Il Regno Unito è pronto a stracciare la Convenzione europea dei diritti umani

Il tribunale di Strasburgo ha stabilito che la legge britannica del 1870 che nega il diritto di voto a chiunque si trovi in prigione al momento delle elezioni è incompatibile coi diritti umani. Il Regno Unito non se ne è mai preoccupato e ha multato 600 detenuti a pagare 76 sterline perché hanno fatto ricorso

I più scalmanati auspicano l’uscita del Regno Unito dalla Convenzione europea dei diritti umani, i più moderati propongono di riformare la Corte che ha emesso il verdetto non appena Londra avrà la presidenza di turno del Consiglio d’Europa, e cioè nel prossimo mese di novembre. Ma una cosa è certa: il partito conservatore britannico l’ha giurata alla Corte per i diritti umani di Strasburgo, e se i britannici non hanno ancora tirato fuori l’artiglieria pesante è solo a causa della presenza dei liberaldemocratici di Nick Clegg, europeisti liberal convinti, nel governo di David Cameron. I conservatori non possono fare a meno dei loro alleati di coalizione per governare, e questo determina un raffreddamento anche degli spiriti più caldi.

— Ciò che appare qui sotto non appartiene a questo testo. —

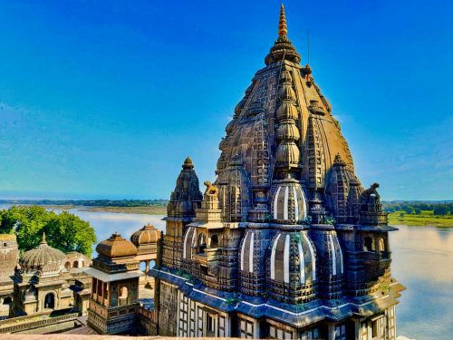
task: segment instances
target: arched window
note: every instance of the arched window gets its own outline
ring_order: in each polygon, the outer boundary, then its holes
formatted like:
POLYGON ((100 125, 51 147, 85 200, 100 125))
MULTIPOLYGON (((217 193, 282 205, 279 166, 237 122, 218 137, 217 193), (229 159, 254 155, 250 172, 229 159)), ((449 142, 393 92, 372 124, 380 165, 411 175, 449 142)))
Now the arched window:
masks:
POLYGON ((384 238, 379 238, 379 251, 385 251, 385 240, 384 238))
POLYGON ((55 308, 55 296, 53 293, 47 293, 44 297, 44 308, 53 309, 55 308))
POLYGON ((211 236, 211 244, 209 248, 218 248, 218 236, 214 234, 211 236))
POLYGON ((128 298, 129 291, 126 286, 120 288, 120 298, 128 298))
POLYGON ((363 250, 365 251, 376 250, 376 247, 374 246, 374 238, 369 236, 363 238, 363 250))
POLYGON ((198 235, 198 254, 203 254, 206 249, 206 237, 205 234, 198 235))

L’oggetto del contendere è la sentenza con cui il tribunale di Strasburgo ha stabilito che la legge britannica del 1870 che nega il diritto di voto a chiunque si trovi in prigione al momento delle elezioni è incompatibile coi diritti umani. La sentenza risale al 2005, ma il Regno Unito si è sempre rifiutato di modificare le sue leggi per attuarla, e quasi 600 detenuti che si sono rivolti alla giustizia britannica per ottenere un indennizzo del danno patito per il mancato recepimento della sentenza si sono visti non solo respingere il ricorso, ma anche condannare a pagare una multa di 76 sterline, pari a otto settimane di lavoro carcerario.

Recentemente il presidente della Corte, il francese Jean-Paul Costa, ha ammonito che il comportamento di Londra richiama alla mente quello dei colonnelli greci, che nel 1967 denunciarono la Convenzione e sottrassero la Grecia ai verdetti della Corte per tutta la durata del loro governo. Pochi giorni prima la Camera dei Comuni britannica aveva votato una mozione che riaffermava il primato del potere legislativo nazionale e del diritto britannico su quello internazionale per 234 voti contro 22.

Il 21 febbraio il ministro della Giustizia Kenneth Clarke ha negato che il Regno Unito voglia denunciare la Convenzione europea dei diritti umani, ma ha confermato che lavorerà per ottenere una riforma della Corte. Fra pochi giorni entrerà poi in funzione la Commissione voluta da David Cameron per studiare quali opzioni sono alla portata del Regno Unito per opporsi con successo alle pretese di Strasburgo. Il giudice che ha respinto la richiesta di danni dei circa 600 detenuti che si erano rivolti a lui ha spiegato che «i tribunali britannici non possono invocare  la Convenzione europea dei diritti umani per sentenziare. Al massimo possono segnalare, se è il caso, che essa è incompatibile con la common law». 

Gli sviluppi del braccio di ferro fra Londra e Strasburgo vengono guardati con interesse dall’Italia, dove il governo ha fatto ricorso contro una sentenza della Corte europea per i diritti umani che imponeva di rimuovere i crocefissi dalle scuole statali. La Grande Camera della Corte esaminerà il merito del ricorso entro l’anno corrente.